Stephen Hawking observed a milestone when he turned 75 earlier this year. A man who has achieved remarkable things – and shown a remarkable nature – from the very beginning of his career, his advancements combine work in the fields of gravitation, cosmology, quantum theory, thermodynamics and information theory. This synthesis of disciplines in search of answers secures his place as the leading genius of modern physics.
Part of Hawking’s legend rests not only on his influence, but also to his willingness to harness – as well as to push forward – the technology that has helped to make that influence possible. Dr. Hawking’s achievements are so remarkable and his interfacing with technology so seemingly natural, that it begs the question, “what benefits does that interface hold for the rest of us?”
With the advent of cognitive technologies, we are seeing a flowering in AI-based advancements: self-learning computers, conversational interfaces (like Siri), and self-driving cars that represent technology serving humanity. We have designed tech in our own image so that it “behaves” more and more like humans, but, as technology becomes prevalent in our lives, we behave more referentially to it and are viewed by some as victims being shaped BY technology. Trying to leverage this technological determinism for gain, there are even companies offering “digital detoxes,” with the goal of achieving momentary respite, metaphorically freeing space on our “hard drives.”
But academic interest in AI grows rapidly. Our analysis shows that global research on machine learning has doubled, going from 6,766 publications in 2011 to 13,405 in 2016. Within the AI field, themes including effective computing, knowledge representation and deep learning have emerged as the most popular. In the case of deep-learning research, data shows a quintuple increase in global research output in five years.
This profusion of research indicates an increasing willingness to explore a myriad of interfaces with AI. This is positively revolutionizing how we make decisions and live life, making AI an extraordinarily powerful tool for improving our connections to each other in ways that could only be imagined just a few years ago.
Consider the impact on medicine. As Satava and Ellis wrote as early as 1994, “The increasing use of robotics, computers, and virtual reality…will become easier to use and enhance the surgeon--the technology must adapt to the surgeon, not the reverse.” Since then, medical technology has flowered, designed to meet human - read: patient - needs first. Robotic surgery has become commonplace and conferred immense benefits. Electronically controlled prostheses and functional neuromuscular stimulation radically transformed limb-replacement technology, and amputees’ interface with technology becomes ever more beneficial and less noticeable as part of that benefit.
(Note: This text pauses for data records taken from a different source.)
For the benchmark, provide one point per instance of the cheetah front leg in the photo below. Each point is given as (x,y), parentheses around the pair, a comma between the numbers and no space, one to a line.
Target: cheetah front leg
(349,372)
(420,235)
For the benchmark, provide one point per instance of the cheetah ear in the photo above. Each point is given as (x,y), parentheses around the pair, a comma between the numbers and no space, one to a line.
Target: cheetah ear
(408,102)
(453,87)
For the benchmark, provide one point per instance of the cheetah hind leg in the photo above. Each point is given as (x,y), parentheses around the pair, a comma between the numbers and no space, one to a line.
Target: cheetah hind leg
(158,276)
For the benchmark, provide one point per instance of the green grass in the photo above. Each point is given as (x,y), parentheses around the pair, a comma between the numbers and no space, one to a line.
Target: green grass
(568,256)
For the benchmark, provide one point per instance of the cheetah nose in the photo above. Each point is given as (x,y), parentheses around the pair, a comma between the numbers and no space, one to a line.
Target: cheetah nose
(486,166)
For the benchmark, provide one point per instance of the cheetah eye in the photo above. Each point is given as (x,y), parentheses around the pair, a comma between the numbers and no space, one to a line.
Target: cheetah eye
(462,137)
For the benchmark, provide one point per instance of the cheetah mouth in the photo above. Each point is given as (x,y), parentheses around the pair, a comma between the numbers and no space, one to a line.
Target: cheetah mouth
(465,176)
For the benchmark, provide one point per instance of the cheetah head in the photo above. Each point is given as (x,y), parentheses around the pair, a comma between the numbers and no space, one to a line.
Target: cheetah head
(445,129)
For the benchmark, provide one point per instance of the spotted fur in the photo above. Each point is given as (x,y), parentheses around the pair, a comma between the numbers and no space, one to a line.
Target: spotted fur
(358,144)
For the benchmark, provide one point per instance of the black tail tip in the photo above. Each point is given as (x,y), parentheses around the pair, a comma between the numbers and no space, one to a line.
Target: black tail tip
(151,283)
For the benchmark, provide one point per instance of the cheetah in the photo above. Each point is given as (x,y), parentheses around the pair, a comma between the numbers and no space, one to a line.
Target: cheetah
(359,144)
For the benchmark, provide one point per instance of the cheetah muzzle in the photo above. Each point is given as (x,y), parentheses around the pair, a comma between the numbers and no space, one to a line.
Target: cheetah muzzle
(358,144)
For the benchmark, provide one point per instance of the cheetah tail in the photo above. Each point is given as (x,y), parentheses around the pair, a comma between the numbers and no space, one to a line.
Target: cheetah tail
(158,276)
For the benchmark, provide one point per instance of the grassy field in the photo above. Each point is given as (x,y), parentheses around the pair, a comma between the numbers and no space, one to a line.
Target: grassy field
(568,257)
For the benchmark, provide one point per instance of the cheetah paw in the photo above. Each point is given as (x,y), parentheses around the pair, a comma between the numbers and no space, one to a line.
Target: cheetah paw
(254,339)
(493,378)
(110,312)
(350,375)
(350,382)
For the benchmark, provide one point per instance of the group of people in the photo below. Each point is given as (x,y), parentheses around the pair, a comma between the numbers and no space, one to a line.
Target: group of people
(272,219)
The use of computer graphics, 3-D imaging, magnetic resonance imaging, and laser technology point toward new directions in medicine in disciplines across the board, with all technologies created or adapted to meet caregiver and consumer need – or abandoned by the wayside.
And, while medicine has embraced artificial-intelligence-based data analytics with less alacrity than the financial industry and other sectors, the benefits of machine learning algorithms are allowing physicians to treat patients based on a combination of their own knowledge and data from the cases of all other patients facing the same disease. Predictive analysis leading to early intervention is an unheard of benefit; for example, Google DeepMind has created a machine learning algorithm designed to detect diabetes and macular degeneration by analyzing case data from a million patients, allowing doctors to treat before these conditions emerge. As part of the interface, AI is providing doctors with predictions based on deep data analysis, which from the outside may look very much like experience-based deduction.
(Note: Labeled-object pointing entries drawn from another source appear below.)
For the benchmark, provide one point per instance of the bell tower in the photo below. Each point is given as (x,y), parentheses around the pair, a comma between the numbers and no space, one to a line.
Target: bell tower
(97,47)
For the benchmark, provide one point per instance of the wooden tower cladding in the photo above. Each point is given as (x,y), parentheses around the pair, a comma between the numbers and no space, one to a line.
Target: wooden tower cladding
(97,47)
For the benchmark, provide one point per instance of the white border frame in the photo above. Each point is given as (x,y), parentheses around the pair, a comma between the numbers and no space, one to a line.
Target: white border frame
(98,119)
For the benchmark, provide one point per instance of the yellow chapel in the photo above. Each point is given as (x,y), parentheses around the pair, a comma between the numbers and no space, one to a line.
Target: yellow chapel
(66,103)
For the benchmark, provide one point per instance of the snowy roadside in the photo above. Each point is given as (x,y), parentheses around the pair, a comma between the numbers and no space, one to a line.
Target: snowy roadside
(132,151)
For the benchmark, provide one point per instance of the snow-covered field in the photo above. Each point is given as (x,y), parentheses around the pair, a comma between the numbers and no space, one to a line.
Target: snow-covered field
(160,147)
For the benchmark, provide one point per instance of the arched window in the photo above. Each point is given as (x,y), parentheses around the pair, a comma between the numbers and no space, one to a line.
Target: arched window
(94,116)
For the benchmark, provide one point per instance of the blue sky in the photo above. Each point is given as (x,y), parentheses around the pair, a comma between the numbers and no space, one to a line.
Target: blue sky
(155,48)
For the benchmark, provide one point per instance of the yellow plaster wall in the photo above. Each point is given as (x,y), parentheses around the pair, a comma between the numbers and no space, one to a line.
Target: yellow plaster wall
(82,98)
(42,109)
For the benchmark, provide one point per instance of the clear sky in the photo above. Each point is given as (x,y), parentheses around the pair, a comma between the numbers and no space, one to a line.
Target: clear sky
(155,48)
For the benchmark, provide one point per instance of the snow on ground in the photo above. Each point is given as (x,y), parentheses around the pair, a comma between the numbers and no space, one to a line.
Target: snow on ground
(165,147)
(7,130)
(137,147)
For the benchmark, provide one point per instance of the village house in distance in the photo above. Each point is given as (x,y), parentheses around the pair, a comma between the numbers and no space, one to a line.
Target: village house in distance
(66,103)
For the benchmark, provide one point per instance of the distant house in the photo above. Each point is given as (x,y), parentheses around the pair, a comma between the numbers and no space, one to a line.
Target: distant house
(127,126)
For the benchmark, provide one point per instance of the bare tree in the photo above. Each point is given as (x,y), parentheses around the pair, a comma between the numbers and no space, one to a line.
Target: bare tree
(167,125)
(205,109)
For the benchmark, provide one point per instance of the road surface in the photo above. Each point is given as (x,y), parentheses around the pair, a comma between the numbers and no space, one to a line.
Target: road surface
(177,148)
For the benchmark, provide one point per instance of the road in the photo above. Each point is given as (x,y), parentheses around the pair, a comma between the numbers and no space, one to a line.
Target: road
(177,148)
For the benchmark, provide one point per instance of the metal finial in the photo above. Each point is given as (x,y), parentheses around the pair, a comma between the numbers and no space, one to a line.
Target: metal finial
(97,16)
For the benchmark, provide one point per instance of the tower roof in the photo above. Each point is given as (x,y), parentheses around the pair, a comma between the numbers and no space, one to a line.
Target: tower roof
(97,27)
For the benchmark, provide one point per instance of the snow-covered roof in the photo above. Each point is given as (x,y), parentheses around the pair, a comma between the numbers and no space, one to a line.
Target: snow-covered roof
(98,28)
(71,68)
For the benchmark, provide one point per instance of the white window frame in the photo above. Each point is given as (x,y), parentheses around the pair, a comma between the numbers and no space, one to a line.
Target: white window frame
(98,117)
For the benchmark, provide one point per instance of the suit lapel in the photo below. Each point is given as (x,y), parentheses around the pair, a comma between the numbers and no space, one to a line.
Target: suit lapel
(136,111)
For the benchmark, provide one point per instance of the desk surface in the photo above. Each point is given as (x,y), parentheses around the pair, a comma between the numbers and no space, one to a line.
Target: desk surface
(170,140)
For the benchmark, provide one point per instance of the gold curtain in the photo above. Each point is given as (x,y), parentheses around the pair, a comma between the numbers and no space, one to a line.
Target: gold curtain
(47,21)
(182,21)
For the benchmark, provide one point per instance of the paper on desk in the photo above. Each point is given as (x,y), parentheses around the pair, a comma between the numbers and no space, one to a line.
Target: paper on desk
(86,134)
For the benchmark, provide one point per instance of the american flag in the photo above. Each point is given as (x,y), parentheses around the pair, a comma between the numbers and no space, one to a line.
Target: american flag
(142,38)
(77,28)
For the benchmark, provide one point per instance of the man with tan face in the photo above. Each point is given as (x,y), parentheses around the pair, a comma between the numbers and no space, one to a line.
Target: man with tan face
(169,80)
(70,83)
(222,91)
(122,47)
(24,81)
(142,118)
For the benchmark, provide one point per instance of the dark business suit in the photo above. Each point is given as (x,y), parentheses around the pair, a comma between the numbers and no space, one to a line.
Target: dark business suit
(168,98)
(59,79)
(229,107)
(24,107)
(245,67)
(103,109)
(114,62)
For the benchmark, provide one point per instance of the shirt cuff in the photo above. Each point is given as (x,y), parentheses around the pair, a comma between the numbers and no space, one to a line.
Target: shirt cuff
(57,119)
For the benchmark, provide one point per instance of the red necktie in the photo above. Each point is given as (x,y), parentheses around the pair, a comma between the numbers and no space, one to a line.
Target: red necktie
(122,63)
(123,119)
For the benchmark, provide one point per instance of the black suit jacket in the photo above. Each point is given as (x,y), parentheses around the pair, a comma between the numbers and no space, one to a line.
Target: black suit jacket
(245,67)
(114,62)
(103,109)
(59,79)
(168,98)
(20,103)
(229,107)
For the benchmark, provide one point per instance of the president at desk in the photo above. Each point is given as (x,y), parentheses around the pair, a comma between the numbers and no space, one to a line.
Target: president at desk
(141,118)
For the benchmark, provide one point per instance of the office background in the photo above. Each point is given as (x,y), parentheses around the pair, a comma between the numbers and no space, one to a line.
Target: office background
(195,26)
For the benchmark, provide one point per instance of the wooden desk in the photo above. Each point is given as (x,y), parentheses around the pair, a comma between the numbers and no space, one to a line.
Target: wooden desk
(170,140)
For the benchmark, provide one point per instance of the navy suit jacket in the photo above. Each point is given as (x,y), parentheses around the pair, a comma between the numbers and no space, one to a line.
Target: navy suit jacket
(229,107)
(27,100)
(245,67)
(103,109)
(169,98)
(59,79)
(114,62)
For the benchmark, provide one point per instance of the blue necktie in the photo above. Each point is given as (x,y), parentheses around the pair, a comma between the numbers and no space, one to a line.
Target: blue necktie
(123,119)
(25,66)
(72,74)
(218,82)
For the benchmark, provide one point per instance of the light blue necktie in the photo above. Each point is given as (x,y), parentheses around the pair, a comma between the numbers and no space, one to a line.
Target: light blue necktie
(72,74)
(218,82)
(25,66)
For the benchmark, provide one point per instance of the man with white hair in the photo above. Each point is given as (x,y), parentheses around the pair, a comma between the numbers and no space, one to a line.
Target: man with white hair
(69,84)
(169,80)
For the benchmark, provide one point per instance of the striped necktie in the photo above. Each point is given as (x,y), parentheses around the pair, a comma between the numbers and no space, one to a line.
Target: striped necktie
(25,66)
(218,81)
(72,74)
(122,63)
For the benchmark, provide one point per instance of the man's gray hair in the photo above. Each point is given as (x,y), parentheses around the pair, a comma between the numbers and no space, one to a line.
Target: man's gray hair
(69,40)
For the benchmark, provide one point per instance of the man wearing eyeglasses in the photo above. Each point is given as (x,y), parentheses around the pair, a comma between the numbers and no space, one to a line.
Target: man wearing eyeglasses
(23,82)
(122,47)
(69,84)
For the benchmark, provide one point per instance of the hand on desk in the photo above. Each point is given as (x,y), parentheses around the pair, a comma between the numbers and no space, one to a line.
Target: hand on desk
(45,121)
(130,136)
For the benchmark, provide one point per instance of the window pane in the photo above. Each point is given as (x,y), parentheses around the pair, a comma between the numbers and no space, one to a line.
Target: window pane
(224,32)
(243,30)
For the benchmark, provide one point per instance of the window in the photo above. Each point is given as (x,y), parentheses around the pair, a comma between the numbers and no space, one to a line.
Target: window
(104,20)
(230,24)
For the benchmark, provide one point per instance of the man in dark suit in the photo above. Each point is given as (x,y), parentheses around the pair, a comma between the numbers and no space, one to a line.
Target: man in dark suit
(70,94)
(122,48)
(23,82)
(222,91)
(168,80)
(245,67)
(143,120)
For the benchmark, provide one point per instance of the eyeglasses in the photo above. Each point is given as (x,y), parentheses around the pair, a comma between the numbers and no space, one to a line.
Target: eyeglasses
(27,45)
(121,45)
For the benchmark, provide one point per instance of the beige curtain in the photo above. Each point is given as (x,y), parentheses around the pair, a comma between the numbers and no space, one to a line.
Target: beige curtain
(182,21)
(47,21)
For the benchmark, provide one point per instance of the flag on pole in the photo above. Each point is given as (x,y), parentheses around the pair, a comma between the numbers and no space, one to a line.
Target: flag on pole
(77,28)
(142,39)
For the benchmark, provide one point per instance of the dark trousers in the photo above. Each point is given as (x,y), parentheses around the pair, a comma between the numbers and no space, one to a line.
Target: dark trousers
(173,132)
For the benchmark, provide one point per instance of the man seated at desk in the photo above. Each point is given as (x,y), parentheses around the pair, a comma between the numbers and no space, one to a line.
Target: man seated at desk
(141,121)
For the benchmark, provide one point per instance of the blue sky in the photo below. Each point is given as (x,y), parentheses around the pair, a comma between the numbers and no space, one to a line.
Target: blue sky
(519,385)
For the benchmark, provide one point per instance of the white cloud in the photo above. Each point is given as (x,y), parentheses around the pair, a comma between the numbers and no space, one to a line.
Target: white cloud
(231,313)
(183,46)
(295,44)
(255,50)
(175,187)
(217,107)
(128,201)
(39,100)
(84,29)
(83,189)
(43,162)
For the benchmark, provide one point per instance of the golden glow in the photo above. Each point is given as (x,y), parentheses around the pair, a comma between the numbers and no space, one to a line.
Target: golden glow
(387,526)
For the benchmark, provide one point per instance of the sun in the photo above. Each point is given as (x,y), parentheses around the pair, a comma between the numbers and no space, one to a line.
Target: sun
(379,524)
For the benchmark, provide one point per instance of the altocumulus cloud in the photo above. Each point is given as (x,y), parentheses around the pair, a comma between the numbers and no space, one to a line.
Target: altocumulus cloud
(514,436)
Predictive analysis also works at micro-level interfaces. Dr. Hawking communicates through an open-source program called ACAT, which provides a software keyboard on his computer screen. He selects letters by moving a cursor with his cheek (that movement is detected by sensor on his eyeglasses). ACAT’s SwiftKey word prediction algorithm, programmed with Dr. Hawking’s writings, offers word choices after he types only a couple of characters. When he has a whole sentence, Dr. Hawking sends it to a speech synthesizer. His interface is personal, highly customized and built to help him deal with the particular challenges of motor neurone disease. Most importantly, it frees him to communicate and connect in way that wouldn’t have been possible in the recent past.
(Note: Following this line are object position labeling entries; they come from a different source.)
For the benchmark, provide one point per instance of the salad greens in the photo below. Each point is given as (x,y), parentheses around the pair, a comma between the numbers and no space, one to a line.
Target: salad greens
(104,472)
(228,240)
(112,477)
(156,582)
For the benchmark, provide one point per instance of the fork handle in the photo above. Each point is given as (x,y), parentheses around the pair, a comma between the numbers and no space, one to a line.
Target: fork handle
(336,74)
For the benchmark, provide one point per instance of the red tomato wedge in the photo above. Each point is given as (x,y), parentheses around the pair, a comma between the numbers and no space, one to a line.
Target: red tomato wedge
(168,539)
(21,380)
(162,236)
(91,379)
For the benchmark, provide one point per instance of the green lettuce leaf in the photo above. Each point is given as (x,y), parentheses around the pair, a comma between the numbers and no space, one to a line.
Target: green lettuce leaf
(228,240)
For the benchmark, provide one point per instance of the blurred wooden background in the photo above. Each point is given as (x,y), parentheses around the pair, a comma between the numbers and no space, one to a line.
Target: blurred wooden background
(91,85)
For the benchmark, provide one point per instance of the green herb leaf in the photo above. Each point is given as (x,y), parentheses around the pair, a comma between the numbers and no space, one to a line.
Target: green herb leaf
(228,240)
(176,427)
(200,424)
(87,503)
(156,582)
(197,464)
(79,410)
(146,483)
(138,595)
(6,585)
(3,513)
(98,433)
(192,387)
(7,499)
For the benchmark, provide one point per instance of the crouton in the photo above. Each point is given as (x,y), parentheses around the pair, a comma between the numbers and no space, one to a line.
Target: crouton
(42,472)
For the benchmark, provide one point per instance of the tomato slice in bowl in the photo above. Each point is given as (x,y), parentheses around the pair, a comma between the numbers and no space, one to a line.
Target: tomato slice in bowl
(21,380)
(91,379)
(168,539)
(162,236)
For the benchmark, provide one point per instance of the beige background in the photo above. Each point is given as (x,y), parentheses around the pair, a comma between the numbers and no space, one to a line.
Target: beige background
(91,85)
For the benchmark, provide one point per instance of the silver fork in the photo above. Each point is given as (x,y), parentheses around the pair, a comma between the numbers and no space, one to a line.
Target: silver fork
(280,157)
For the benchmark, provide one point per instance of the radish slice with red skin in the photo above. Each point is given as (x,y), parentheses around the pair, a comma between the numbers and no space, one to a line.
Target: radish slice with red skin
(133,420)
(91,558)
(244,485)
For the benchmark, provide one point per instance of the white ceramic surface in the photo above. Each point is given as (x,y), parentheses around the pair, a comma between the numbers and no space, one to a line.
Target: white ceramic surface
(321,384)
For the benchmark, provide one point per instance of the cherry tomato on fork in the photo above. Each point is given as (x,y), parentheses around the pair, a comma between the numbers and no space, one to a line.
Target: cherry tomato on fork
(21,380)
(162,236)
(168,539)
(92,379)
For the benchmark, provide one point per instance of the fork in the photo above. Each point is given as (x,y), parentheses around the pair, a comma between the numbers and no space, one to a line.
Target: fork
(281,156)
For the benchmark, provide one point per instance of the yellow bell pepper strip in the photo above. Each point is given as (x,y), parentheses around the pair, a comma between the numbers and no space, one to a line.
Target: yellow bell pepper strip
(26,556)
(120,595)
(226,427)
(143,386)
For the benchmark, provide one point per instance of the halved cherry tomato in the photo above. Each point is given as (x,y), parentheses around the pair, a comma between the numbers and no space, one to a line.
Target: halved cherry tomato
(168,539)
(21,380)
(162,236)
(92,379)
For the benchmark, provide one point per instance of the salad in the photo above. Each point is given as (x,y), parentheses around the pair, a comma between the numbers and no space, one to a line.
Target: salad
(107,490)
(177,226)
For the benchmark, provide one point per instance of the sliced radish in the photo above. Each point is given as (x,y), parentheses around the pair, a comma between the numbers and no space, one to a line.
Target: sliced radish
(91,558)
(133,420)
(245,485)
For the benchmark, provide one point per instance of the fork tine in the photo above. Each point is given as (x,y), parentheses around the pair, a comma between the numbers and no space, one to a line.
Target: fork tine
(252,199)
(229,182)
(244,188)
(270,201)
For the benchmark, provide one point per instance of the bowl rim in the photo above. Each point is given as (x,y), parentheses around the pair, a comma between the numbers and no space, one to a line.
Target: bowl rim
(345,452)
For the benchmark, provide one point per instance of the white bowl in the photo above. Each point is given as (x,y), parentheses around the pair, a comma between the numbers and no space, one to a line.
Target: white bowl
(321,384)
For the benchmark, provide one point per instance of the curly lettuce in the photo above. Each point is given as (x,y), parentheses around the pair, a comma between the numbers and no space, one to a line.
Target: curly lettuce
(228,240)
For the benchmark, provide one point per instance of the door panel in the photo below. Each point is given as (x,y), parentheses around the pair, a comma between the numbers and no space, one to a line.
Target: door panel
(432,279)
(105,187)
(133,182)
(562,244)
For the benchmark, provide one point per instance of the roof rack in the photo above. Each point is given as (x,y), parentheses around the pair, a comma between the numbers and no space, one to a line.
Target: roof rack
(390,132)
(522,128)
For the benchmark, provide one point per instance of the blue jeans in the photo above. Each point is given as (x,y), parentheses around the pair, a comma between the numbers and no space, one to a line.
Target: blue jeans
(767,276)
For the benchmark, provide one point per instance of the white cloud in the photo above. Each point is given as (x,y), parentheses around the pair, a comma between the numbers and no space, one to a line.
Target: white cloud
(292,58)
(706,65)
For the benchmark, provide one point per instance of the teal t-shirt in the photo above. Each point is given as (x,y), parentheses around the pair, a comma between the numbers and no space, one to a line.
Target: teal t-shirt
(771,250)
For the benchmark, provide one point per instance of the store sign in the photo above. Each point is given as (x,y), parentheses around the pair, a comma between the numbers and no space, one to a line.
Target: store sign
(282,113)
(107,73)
Technology does not determine human action; human action shapes technology. As we push forward into this age of the marriage of data and technology, we must apply the basic principle that technology needs to serve humanity, first and last. Armed with that guiding principle, we can create opportunities for individuals and communities to achieve, while at the same time, overcome the fear that too often accompanies the introduction of complex ideas, and advance with positive optimism and open curiosity.